# Gumbel Softmax

Recall that we want to compute the gradient w.r.t. $\phi$ of the
following expectation

$$\mathbb{E}_{q_\phi(x)} \left[ f(x) \right]$$

If we draw samples from $q_\phi(x)$ then the resulting expression
does not depend on $\phi$ so we cannot compute the gradient.
We must express $x$ as the result of a deterministic function of
a random variable $z$ drawn from a distribution $p_Z(z)$ that
does not depend on $\phi$

$$x = g_\phi(z), \text{ where } z \sim p_Z(z)$$

The expectation becomes

\begin{eqnarray}
\mathbb{E}_{p_Z(z)} \left[ f(g_\phi(z)) \right] \approx
\frac{1}{K} \sum_{i = 1}^K f(g_\phi(z^{(i)}))
\end{eqnarray}

That expression depends on $\phi$ and we can compute the derivative
w.r.t. $\phi$.
Reparameterization trick can be applied to some common continuous
distributions such as Gaussian, Poisson, ...
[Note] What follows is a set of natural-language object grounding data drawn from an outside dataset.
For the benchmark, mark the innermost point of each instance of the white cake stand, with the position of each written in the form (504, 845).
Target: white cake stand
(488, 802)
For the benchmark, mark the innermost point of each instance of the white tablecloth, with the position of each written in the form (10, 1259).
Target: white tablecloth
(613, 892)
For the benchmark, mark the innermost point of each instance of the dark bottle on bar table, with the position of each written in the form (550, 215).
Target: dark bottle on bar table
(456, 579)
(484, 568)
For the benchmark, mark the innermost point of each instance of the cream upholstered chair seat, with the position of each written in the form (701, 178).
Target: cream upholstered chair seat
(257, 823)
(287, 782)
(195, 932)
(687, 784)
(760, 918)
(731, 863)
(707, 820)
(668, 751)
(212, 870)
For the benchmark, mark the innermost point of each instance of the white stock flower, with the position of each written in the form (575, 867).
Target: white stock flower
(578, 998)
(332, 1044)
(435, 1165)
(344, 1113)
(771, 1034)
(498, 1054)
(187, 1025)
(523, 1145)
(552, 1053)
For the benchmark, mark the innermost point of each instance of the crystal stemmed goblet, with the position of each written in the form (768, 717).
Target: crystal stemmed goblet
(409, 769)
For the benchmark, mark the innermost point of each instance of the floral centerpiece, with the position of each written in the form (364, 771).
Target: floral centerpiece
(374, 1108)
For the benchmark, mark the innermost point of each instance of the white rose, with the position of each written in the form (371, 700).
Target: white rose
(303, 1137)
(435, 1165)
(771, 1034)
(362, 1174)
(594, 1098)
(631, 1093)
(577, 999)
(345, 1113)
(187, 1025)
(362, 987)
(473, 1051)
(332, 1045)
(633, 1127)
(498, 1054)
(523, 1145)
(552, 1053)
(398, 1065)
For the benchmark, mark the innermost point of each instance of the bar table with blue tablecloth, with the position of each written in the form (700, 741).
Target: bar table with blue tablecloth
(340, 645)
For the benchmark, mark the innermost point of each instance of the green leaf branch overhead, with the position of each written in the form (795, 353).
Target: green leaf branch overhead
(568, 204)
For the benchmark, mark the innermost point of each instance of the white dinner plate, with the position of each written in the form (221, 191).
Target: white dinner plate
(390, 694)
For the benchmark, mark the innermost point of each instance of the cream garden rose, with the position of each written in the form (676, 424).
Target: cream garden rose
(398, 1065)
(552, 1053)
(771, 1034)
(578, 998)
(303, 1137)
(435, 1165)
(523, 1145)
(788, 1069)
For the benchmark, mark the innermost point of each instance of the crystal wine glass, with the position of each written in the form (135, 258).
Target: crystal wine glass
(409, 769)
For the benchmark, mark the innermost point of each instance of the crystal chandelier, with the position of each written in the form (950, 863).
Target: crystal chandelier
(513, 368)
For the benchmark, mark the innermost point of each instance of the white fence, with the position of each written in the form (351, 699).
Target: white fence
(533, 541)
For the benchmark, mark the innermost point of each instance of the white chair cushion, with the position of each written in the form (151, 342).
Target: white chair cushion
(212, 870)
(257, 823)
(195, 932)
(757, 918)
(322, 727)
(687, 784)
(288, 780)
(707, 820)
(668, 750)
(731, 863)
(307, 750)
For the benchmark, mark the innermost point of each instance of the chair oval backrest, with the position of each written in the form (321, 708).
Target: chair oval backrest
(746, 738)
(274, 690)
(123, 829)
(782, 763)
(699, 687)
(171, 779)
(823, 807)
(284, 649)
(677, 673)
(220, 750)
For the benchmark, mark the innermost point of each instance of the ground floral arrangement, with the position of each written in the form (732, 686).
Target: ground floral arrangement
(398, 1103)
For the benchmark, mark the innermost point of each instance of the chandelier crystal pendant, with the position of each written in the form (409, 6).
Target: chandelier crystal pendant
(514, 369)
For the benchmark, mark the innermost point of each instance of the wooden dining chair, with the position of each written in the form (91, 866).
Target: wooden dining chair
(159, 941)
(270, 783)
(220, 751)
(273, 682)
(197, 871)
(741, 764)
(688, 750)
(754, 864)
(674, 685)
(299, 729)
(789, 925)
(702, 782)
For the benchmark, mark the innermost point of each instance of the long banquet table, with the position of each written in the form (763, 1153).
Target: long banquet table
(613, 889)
What if $q_\phi$ is a discrete distribution, e.g. categorical
distribution? In this case $\phi = (\pi_1, ..., \pi_n)^\top$.
Samples from $q_\phi$ are one-hot vectors generated from this
process

$$x = \text{onehot}\left(\underset{i}{\max}\{i | \pi_1 + ... + \pi_i < u\}\right)$$
where $u \sim \mathcal{U}(0, 1)$.

We can apply the Gumbel-Max trick to approximate the process of drawing samples
from a categorical distribution
$$x = \text{onehot}\left( \underset{i}{\text{argmax}}(G_i + \log \pi_i) \right)$$

where $G_i$ is a sample from the standard Gumbel distribution.

- Question: why don't we train $\phi$ directly, it is a continuous vector.
- Answer: The input to the next step (e.g. the decoder) is a sample from
$q_\phi$, not the vector $\phi$ it self.
For example, we want to model human faces and $q_\phi$ is the categorical
distribution over skin colors. The input to the decoder are onehot vectors,
not continuous vectors.
$\phi$ could be $(0.45, 0.2, 0.2, 0.15)$ but samples from $q_\phi$ must be
$(1, 0, 0, 0)$ 45% of the time, $(0, 1, 0, 0)$ 20% of the time, ...


Gradient cannot pass through the discrete one-hot vector so we replace
the discrete one-hot vector with a continuous approximation to let the
gradient pass through. The continuous approximation is of the form

$$y_i = \frac{exp((\log(\pi_i) + G_i) / \tau)}{\sum_j exp(exp((\log(\pi_j) + G_j) / \tau))}$$
for $i = 1, ..., n$.